Elon Musk, un mega donante de la campaña presidencial republicana, obtuvo algo que ningún otro titán de la industria ha recibido: una oficina en la Casa Blanca y un departamento gubernamental hecho a medida para él, con una influencia incalculable en la configuración de la administración. Pero, incluso con Musk fuera de Washington, sigue siendo un hecho que la influencia de la riqueza en Estados Unidos nunca ha sido mayor. Como un caso en cuestión, se estima que el “gran proyecto de ley” Big Beautiful “de Donald Trump recaudará o deja a los impuestos de aproximadamente 57 millones de hogares, mientras que el cinco por ciento superior de los ganadores tendrá sus impuestos reducidos en más de $ 1.5 billones. Desde su percha en Washington, Evan Osnos ha estado analizando durante años la política de hiper riqueza. Aunque los ricos siempre han tenido una influencia descomunal, explica Osnos, los magnates tecnológicos en particular buscaron una influencia mucho mayor bajo la segunda administración de Trump. “Estos son tipos que realmente creían que eran el mejor ejemplo de emprendimiento”, dice Osnos a David Remnick, “y que de repente descubrieron que, no, estaban siendo llamados monopolistas, que estaban siendo acusados de invasor de la privacidad de las personas, que, de hecho, habían sido la degradación de la degradación de la democracia, de la salud emocional de nuestros hijos, de nuestros splits de repente.
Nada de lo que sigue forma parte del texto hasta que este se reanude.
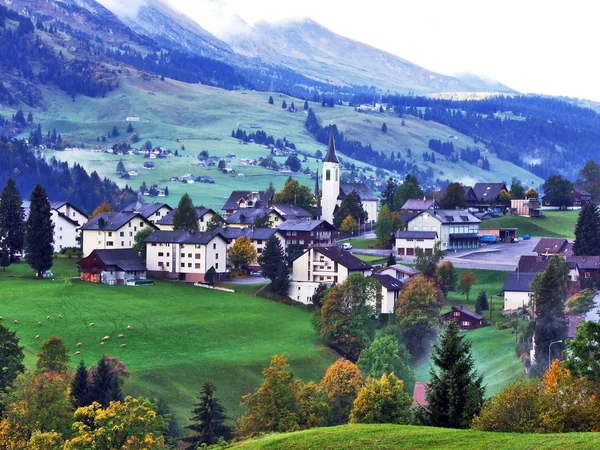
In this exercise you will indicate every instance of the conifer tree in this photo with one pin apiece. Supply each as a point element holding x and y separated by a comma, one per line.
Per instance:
<point>209,420</point>
<point>39,235</point>
<point>455,392</point>
<point>12,226</point>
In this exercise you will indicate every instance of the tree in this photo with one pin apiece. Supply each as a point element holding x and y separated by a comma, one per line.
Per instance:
<point>388,222</point>
<point>273,407</point>
<point>454,198</point>
<point>208,423</point>
<point>102,207</point>
<point>349,225</point>
<point>39,234</point>
<point>11,358</point>
<point>587,231</point>
<point>382,401</point>
<point>242,252</point>
<point>346,315</point>
<point>417,311</point>
<point>351,205</point>
<point>129,424</point>
<point>445,275</point>
<point>549,292</point>
<point>342,382</point>
<point>12,225</point>
<point>271,258</point>
<point>558,191</point>
<point>455,392</point>
<point>465,283</point>
<point>52,356</point>
<point>121,167</point>
<point>185,217</point>
<point>80,388</point>
<point>138,241</point>
<point>387,354</point>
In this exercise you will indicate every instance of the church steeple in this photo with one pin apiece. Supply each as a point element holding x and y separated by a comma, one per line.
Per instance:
<point>331,156</point>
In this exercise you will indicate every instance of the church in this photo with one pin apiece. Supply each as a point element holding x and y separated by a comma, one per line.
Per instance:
<point>334,190</point>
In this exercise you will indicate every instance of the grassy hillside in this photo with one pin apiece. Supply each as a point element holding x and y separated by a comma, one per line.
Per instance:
<point>382,437</point>
<point>553,224</point>
<point>180,335</point>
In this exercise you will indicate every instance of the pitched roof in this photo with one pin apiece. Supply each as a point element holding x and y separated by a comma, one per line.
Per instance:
<point>331,156</point>
<point>518,281</point>
<point>303,225</point>
<point>551,246</point>
<point>183,237</point>
<point>112,221</point>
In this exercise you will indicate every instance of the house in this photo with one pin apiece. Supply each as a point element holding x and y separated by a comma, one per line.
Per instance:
<point>455,228</point>
<point>114,266</point>
<point>305,233</point>
<point>553,246</point>
<point>204,215</point>
<point>67,220</point>
<point>151,211</point>
<point>112,230</point>
<point>185,256</point>
<point>407,241</point>
<point>517,290</point>
<point>581,197</point>
<point>328,265</point>
<point>390,291</point>
<point>467,319</point>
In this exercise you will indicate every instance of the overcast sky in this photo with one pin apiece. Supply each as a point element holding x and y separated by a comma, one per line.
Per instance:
<point>546,47</point>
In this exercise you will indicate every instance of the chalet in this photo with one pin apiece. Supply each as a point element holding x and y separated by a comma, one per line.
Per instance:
<point>115,266</point>
<point>517,290</point>
<point>467,319</point>
<point>407,241</point>
<point>111,230</point>
<point>67,220</point>
<point>204,215</point>
<point>305,233</point>
<point>151,211</point>
<point>328,265</point>
<point>185,256</point>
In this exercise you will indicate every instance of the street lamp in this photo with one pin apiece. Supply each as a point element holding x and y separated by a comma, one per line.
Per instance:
<point>549,347</point>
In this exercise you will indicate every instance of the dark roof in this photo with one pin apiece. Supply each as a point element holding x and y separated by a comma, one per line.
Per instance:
<point>303,225</point>
<point>126,259</point>
<point>416,234</point>
<point>551,246</point>
<point>168,219</point>
<point>112,221</point>
<point>331,156</point>
<point>488,192</point>
<point>518,281</point>
<point>145,209</point>
<point>261,199</point>
<point>344,258</point>
<point>182,237</point>
<point>532,263</point>
<point>388,282</point>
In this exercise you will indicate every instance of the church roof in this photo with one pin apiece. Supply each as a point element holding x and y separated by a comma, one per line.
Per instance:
<point>331,156</point>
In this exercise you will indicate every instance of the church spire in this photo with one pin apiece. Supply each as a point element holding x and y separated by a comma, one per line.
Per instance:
<point>331,156</point>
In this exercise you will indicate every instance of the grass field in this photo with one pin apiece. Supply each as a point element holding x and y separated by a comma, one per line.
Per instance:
<point>388,437</point>
<point>181,335</point>
<point>553,224</point>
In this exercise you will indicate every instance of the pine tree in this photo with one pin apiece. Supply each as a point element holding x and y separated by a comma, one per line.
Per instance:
<point>80,388</point>
<point>587,232</point>
<point>39,235</point>
<point>455,392</point>
<point>208,422</point>
<point>185,217</point>
<point>12,226</point>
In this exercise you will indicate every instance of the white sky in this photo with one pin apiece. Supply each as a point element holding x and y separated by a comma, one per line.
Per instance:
<point>546,47</point>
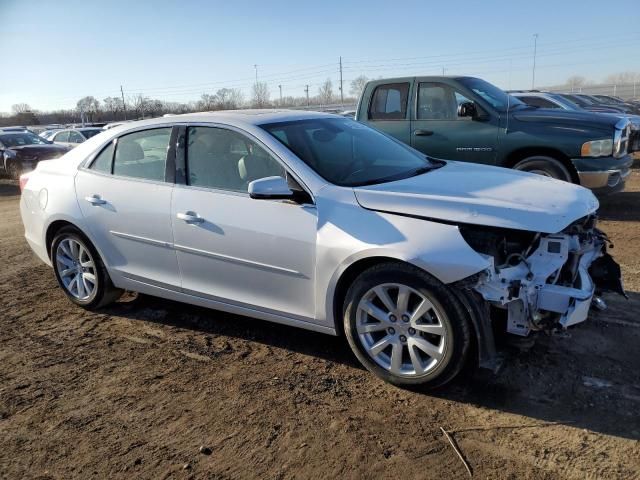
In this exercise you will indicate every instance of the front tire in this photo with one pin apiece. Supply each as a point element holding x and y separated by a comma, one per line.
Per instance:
<point>405,326</point>
<point>546,166</point>
<point>13,169</point>
<point>80,271</point>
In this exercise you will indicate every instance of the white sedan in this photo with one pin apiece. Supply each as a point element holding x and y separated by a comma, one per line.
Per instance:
<point>317,221</point>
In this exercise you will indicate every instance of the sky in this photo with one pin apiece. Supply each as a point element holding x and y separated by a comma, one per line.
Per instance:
<point>55,52</point>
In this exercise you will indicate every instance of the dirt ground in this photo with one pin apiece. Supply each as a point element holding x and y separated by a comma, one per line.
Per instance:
<point>135,390</point>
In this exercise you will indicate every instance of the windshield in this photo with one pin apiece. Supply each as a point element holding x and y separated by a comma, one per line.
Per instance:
<point>22,138</point>
<point>497,98</point>
<point>90,133</point>
<point>347,153</point>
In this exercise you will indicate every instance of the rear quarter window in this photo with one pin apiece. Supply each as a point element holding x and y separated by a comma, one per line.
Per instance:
<point>389,102</point>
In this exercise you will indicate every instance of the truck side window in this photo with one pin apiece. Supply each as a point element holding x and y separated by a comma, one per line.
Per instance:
<point>389,102</point>
<point>438,101</point>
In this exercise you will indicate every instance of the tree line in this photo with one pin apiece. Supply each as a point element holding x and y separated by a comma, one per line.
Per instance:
<point>90,109</point>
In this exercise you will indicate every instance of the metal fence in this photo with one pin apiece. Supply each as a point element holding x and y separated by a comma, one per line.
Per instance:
<point>623,90</point>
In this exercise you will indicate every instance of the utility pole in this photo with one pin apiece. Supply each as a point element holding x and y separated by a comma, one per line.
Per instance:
<point>124,105</point>
<point>341,94</point>
<point>535,51</point>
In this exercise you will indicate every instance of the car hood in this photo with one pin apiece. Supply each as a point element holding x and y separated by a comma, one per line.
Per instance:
<point>483,195</point>
<point>39,150</point>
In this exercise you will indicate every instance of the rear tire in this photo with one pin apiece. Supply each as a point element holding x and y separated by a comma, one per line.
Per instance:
<point>80,271</point>
<point>546,166</point>
<point>406,326</point>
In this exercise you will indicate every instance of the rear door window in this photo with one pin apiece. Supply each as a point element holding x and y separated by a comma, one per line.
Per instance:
<point>143,154</point>
<point>389,102</point>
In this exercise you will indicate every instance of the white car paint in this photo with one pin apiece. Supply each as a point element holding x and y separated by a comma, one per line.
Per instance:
<point>282,261</point>
<point>484,195</point>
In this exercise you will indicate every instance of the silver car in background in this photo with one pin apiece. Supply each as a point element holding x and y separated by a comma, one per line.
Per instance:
<point>316,221</point>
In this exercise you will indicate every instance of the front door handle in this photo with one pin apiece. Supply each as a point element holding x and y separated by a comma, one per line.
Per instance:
<point>190,217</point>
<point>423,133</point>
<point>95,200</point>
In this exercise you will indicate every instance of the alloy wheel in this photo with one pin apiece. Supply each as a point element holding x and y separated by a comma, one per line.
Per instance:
<point>402,330</point>
<point>76,269</point>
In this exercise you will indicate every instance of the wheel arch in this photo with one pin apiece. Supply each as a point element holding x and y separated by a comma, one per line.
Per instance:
<point>521,153</point>
<point>483,340</point>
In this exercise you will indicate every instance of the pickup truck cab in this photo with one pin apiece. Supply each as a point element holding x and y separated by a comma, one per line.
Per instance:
<point>471,120</point>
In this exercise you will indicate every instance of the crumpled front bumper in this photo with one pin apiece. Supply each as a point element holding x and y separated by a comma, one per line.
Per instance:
<point>536,291</point>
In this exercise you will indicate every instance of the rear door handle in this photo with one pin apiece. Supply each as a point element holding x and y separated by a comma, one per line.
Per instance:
<point>423,133</point>
<point>95,200</point>
<point>190,217</point>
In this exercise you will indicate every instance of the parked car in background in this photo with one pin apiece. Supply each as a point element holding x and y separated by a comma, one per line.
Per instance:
<point>469,119</point>
<point>554,100</point>
<point>14,129</point>
<point>589,103</point>
<point>627,107</point>
<point>317,221</point>
<point>537,98</point>
<point>21,152</point>
<point>47,134</point>
<point>72,137</point>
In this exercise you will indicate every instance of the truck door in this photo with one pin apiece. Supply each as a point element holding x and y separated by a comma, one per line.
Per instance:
<point>438,130</point>
<point>388,112</point>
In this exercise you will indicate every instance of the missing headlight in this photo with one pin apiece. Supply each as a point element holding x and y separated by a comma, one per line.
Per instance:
<point>500,243</point>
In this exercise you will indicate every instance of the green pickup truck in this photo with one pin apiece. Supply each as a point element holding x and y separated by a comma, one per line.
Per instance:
<point>469,119</point>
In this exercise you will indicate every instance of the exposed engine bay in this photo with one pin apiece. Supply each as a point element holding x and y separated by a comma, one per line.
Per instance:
<point>544,281</point>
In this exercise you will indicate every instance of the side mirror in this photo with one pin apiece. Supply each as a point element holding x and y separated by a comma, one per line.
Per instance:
<point>270,188</point>
<point>467,109</point>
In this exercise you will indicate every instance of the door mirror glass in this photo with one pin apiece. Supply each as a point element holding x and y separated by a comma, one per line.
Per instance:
<point>467,109</point>
<point>270,188</point>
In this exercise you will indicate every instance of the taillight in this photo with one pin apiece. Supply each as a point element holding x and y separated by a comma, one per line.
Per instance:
<point>24,178</point>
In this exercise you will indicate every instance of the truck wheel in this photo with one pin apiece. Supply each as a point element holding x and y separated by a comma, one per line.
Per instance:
<point>406,326</point>
<point>543,165</point>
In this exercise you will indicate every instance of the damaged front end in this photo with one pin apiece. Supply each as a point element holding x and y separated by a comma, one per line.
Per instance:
<point>543,281</point>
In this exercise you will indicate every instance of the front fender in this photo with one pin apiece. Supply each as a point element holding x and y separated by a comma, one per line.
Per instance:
<point>436,248</point>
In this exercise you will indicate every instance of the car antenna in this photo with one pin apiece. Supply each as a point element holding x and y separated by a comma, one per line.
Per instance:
<point>506,125</point>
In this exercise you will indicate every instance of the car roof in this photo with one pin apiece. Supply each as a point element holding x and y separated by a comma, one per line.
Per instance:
<point>232,117</point>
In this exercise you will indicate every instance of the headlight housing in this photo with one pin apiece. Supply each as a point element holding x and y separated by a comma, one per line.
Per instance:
<point>597,148</point>
<point>621,138</point>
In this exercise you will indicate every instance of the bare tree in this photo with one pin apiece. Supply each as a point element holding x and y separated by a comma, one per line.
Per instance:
<point>206,103</point>
<point>357,85</point>
<point>88,106</point>
<point>112,105</point>
<point>260,95</point>
<point>140,104</point>
<point>576,81</point>
<point>325,92</point>
<point>20,108</point>
<point>229,98</point>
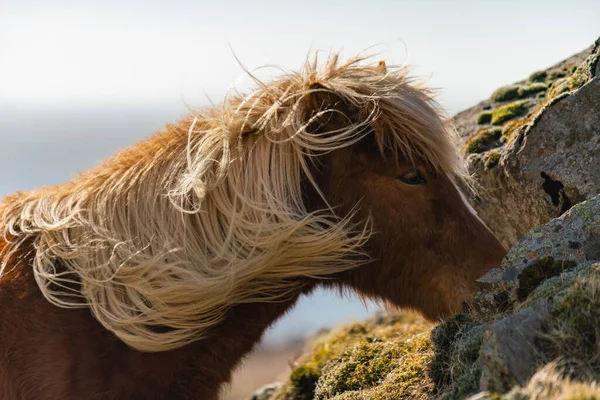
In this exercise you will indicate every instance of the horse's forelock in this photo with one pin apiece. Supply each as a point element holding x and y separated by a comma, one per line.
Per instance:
<point>220,218</point>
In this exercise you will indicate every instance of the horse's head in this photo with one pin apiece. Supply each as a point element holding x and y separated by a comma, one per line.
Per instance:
<point>427,246</point>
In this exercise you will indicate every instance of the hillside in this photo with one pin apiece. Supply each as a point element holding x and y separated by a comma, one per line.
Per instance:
<point>533,332</point>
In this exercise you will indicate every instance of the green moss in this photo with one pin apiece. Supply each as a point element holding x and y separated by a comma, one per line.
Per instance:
<point>303,380</point>
<point>367,365</point>
<point>511,129</point>
<point>358,357</point>
<point>528,90</point>
<point>538,76</point>
<point>484,117</point>
<point>456,344</point>
<point>536,273</point>
<point>508,112</point>
<point>506,93</point>
<point>484,139</point>
<point>513,92</point>
<point>574,327</point>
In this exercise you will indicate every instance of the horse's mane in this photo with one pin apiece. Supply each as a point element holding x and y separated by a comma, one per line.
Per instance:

Tipos de errores y patrones de abuso, pero de hecho los celebrarían, y retiraría cualquiera de la regulación que estaba en su camino “. El nuevo libro de Osnos, recopilado de sus informes en el New Yorker, es “Los que tienen y los yates: despachos en el Ulrarich. “
Nuevos episodios de la hora de radio New Yorker caen todos los martes y viernes. Sigue el programa donde sea Obtienes tus podcasts.
The New Yorker Radio Hour es una coproducción de WNYC Studios y The New Yorker.